Monday, May 5, 2014

Film Review: On Her Majesty's Secret Service (1969)

I hadn't watched this Bond film since it turned up on TV sometime in the late 1970s, and I remember it as being the worst Bond film ever and that George Lazenby richly deserved the meagre B-movie career (kung fu films, Emmanuelle sequels) he moved onto after his one shot at playing 007. Over the last year or so, however, I've been noticing that various critics and bloggers have been saying that OHMSS isn't really all that bad; in fact, some of them go so far as to say it's one of the best of the 007 films. And then I came across this recent blogpost by director Steven Soderbergh who unflinchingly describes it as the best Bond film, bar none. That did it. I rushed right out (metaphorically speaking) and downloaded OHMSS. Holy crap, Miss Moneypenny! This isn't just a bad Bond film, it's bad filmmaking by any definition, and I can only assume that its defenders are being willfully contrary.

Let's begin the dissection with Lazenby. The pro-OHMSS forces can talk all they want about his physicality, but the fact remains that he can't act, period. Another actor had to dub vast chunks of his dialogue, for God's sake! Lazenby is simply a stiff, awkward (watch him try, and fail, to walk across a room convincingly), wooden black hole at the centre of the film. It's actually a wonder that all his lines didn't end up being dubbed because his readings of even the simplest bits of dialogue are gratingly tone deaf. The legendary Bond quips escape from his lips and simply fall to the floor with a quiet thud, gasping for life. Considering that Lazenby was a male model and had never acted, an infomercial-quality thesping job was pretty much inevitable.
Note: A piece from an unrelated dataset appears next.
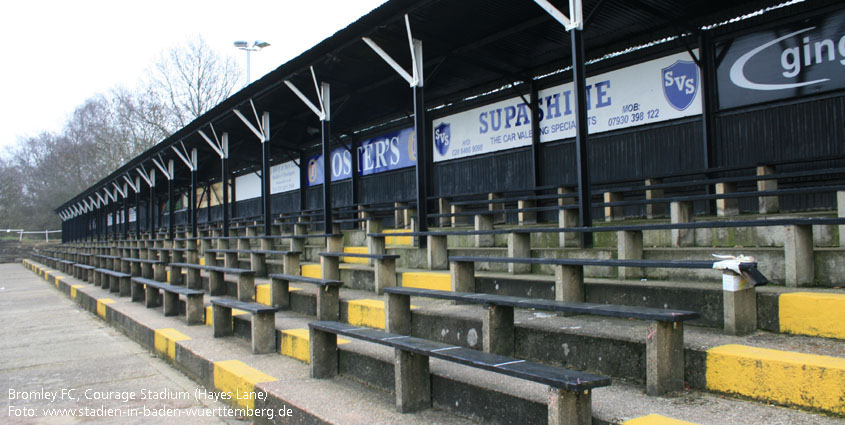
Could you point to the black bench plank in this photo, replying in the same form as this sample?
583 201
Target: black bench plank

Soderbergh hedges his bets in his praise of OHMSS by saying that "cinematically" it's the best Bond film. I don't think he and I watched the same film. With one exception the editing is shockingly clumsy, creating glaring continuity errors and turning the fight sequences into something resembling the saloon brawls from bad westerns. And many of the action scenes are marred by the use of fast motion, which is used to speed up the action to the detriment of verisimilitude; it's really a kind of cheat, a means to liven up an otherwise flat action scene. On the plus side, the location photography is often spectacular, particularly the shots of the Alps. The final assault on Blofeld's mountaintop H.Q. is actually an excellent combination of action choreography, editing, and cinematography, but this 5-7 minute section hardly makes up for all the wonky filmmaking that surrounds it. I have a feeling that it's this short sequence that moved Soderbergh to call OHMSS "cinematically" the best of the Bonds.

I think even Soderbergh would have to admit that OHMSS's script is a clunker. There isn't one memorable line, and even Diana Rigg (playing Tracy Draco) can't bring things to life until she gets to show off her RADA training by reciting some lines of poetry by James Elroy Flecker, a relatively obscure Victorian poet. I suspect Rigg begged for this scene so she could briefly escape from the tedium of scriptwriter Richard Maibaum's words. Bond films are always sexist, but this one adds an extra level of creepiness with Draco, the father of Rigg's character, urging Bond have sex with her often so that she'll fall in love with him. Thanks, dad, you pervy bastard! Oh, and Tracy gets slapped upside her head by both Bond and her father. Charming. The script is so bland and witless I doubt even Connery could have rescued it, and I'm certain he would never have agreed to be part of the syrupy romantic montage that's used to establish Bond and Tracy's love affair.

So if you haven't seen OHMSS yet, save yourself from the pain and watch the spoof Casino Royale (1967) instead. It's not a lot better, but even Woody Allen makes a better James Bond than Lazenby.